What HIP-4 outcome markets are

An outcome market is a fully collateralized binary contract priced as a probability between 0 and 1. At expiry, the contract settles to either YES (1) or NO (0) based on a deterministic rule. Each side is held as a native HyperCore asset — there are no ERC-20 wrappers, no Gnosis Conditional Tokens, and no separate matching layer. Outcomes share the matching engine, account model, and API surface with spot and perpetuals. Once you handle the asset encoding correctly, every existing tool works — order placement, cancels, modifies, fills, the websocket. There is no leverage and no liquidation. Positions are fully collateralized at open. The first mainnet market is a recurring BTC daily binary that settles at 06:00 UTC against the BTC mark price on HyperCore. Markets are validator-curated for now; multi-outcome categorical “questions” exist on testnet and will roll out on mainnet in stages.
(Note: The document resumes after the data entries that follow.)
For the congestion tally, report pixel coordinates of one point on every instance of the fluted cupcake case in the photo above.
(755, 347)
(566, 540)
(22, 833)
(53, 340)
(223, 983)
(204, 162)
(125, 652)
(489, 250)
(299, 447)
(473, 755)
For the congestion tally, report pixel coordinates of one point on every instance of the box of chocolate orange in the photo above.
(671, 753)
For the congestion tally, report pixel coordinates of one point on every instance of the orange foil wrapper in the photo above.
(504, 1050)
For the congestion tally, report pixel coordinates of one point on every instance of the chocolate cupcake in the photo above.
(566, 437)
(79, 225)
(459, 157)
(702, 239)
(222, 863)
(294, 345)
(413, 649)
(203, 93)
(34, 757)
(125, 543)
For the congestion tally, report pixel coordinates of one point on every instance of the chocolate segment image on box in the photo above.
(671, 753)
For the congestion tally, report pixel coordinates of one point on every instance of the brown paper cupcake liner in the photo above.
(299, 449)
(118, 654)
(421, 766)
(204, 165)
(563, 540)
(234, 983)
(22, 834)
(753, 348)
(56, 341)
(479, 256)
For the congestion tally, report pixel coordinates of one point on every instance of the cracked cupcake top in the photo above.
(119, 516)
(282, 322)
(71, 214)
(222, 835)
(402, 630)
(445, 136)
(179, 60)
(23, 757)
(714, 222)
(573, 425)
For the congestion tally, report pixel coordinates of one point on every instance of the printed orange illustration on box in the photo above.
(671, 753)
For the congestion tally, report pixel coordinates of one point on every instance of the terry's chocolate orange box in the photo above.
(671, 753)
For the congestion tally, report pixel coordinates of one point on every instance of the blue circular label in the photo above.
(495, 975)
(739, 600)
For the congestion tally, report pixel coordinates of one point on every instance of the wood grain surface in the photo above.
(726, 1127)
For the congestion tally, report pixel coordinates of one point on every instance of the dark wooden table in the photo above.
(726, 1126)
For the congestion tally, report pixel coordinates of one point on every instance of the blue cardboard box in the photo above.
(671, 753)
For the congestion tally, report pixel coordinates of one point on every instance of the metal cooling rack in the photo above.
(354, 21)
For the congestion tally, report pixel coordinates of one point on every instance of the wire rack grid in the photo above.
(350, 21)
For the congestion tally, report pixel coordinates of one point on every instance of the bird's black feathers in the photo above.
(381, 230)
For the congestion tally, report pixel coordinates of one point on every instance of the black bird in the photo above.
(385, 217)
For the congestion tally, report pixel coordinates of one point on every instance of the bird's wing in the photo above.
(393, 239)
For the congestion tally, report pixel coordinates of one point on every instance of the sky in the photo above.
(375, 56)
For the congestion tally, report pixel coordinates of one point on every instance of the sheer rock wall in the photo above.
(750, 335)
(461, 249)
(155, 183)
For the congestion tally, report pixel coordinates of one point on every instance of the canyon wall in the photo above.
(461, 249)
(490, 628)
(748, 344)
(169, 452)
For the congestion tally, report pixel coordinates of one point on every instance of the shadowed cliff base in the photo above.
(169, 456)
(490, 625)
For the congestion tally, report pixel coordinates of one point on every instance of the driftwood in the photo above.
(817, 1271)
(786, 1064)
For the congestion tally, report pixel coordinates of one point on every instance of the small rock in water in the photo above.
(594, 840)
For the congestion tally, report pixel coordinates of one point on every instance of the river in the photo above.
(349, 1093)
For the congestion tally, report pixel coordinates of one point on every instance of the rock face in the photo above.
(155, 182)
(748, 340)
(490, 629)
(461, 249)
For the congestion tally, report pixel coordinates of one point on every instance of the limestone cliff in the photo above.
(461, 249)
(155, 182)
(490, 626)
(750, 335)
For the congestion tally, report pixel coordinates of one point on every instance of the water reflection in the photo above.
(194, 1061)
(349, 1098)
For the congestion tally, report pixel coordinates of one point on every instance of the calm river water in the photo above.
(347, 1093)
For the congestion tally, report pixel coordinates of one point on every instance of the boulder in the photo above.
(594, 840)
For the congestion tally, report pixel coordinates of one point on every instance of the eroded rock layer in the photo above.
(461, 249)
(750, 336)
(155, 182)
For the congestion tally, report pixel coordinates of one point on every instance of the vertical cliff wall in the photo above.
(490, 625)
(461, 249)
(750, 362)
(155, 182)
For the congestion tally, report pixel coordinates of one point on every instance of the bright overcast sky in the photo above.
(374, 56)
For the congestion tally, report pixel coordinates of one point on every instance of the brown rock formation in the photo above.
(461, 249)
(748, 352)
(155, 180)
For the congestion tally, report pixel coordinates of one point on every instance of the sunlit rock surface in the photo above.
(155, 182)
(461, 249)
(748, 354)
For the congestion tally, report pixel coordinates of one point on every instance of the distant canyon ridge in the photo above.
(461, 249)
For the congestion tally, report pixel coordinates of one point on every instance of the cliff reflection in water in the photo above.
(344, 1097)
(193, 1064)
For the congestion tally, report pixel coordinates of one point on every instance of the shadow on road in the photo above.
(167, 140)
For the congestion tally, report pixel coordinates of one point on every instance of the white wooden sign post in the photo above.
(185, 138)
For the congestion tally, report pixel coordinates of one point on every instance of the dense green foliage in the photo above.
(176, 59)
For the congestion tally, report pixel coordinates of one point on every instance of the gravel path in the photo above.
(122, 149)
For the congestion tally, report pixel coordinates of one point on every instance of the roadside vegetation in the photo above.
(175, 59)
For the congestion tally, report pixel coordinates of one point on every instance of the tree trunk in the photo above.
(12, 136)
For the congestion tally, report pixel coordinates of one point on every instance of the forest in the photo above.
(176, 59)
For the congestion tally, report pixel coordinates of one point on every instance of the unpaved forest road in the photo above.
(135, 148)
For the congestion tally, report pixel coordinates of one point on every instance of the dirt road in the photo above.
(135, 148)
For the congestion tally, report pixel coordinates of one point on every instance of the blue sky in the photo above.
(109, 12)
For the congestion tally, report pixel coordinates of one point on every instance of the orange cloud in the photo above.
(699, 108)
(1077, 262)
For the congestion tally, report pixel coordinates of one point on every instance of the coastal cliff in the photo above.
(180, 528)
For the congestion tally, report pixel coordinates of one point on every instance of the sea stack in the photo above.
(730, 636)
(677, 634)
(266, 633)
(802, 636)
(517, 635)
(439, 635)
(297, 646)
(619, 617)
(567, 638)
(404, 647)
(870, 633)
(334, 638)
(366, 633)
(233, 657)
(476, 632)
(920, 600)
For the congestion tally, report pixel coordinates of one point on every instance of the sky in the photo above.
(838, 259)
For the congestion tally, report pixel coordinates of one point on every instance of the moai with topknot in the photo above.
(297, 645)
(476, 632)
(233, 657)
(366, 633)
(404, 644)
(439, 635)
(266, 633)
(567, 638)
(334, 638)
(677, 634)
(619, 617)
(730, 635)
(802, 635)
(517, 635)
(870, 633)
Why the standard Python SDK won’t work

The official hyperliquid-python-sdk (v0.23.0 at the time of writing) does not know about HIP-4. The Info client builds its coin_to_asset map from spot_meta only — outcome encodings starting at 100_000_000 are unknown to the resolver. A naive call fails:
from hyperliquid.info import Info

info = Info("https://api.hyperliquid.xyz", skip_ws=True)
info.l2_snapshot("#10")  # KeyError: '#10' — coin not registered
The fix is small but necessary: fetch outcomeMeta, compute the asset id and coin string for every live outcome, and inject those entries into the SDK’s resolver maps. After that, Exchange.order(coin="#10", ...) and Info.l2_snapshot("#10") work as if HIP-4 were a native concept.

Asset ID encoding

Outcomes share most implementation details with spot, but the API representation is different. The encoding is the single biggest source of bugs for new HIP-4 integrators. For an outcome with id outcome and side side (only 0 and 1 are valid):
encoding = 10 * outcome + side
By convention, side 0 is YES and side 1 is NO. The same encoding integer is used in three different string forms, each in a different context:
FormUsed inMainnet BTC daily YES (outcome 1)
#<encoding> (outcome spot coin)/info l2Book, Exchange.order(...), websocket subscriptions#10
+<encoding> (outcome token name)spotClearinghouseState balances+10
100_000_000 + encoding (outcome asset id)Internal asset references where an integer is needed100_000_010
Two coin strings exist for the same side asset. The # form is what /info l2Book and Exchange.order(...) expect. The + form is what spotClearinghouseState returns under your account balances. Mixing them up will silently fail to find your position — l2Book with +10 returns nothing, balance lookup with #10 returns nothing.
A small encoding helper:
def encode_coin(outcome_id: int, side: int) -> str:
    """Coin string for l2Book and order placement."""
    if side not in (0, 1):
        raise ValueError(f"side must be 0 or 1, got {side}")
    return f"#{10 * outcome_id + side}"


def encode_balance_coin(outcome_id: int, side: int) -> str:
    """Coin string for spotClearinghouseState balances."""
    if side not in (0, 1):
        raise ValueError(f"side must be 0 or 1, got {side}")
    return f"+{10 * outcome_id + side}"


def encode_asset_id(outcome_id: int, side: int) -> int:
    if side not in (0, 1):
        raise ValueError(f"side must be 0 or 1, got {side}")
    return 100_000_000 + 10 * outcome_id + side

Discovering markets with outcomeMeta

The outcomeMeta info request returns all live outcomes and any categorical questions. Note that this method, like l2Book and the /exchange endpoints, is served only by the official Hyperliquid public API — it is not part of the open-source node software, so it is not available on Chainstack-hosted endpoints. Point HIP-4 trading code at https://api.hyperliquid.xyz (mainnet) or https://api.hyperliquid-testnet.xyz (testnet). For HyperEVM operations and the supported /info static metadata methods, continue to use your Chainstack endpoint. See Hyperliquid methods for the full availability matrix.
import httpx

HYPERLIQUID_PUBLIC_URL = "https://api.hyperliquid.xyz"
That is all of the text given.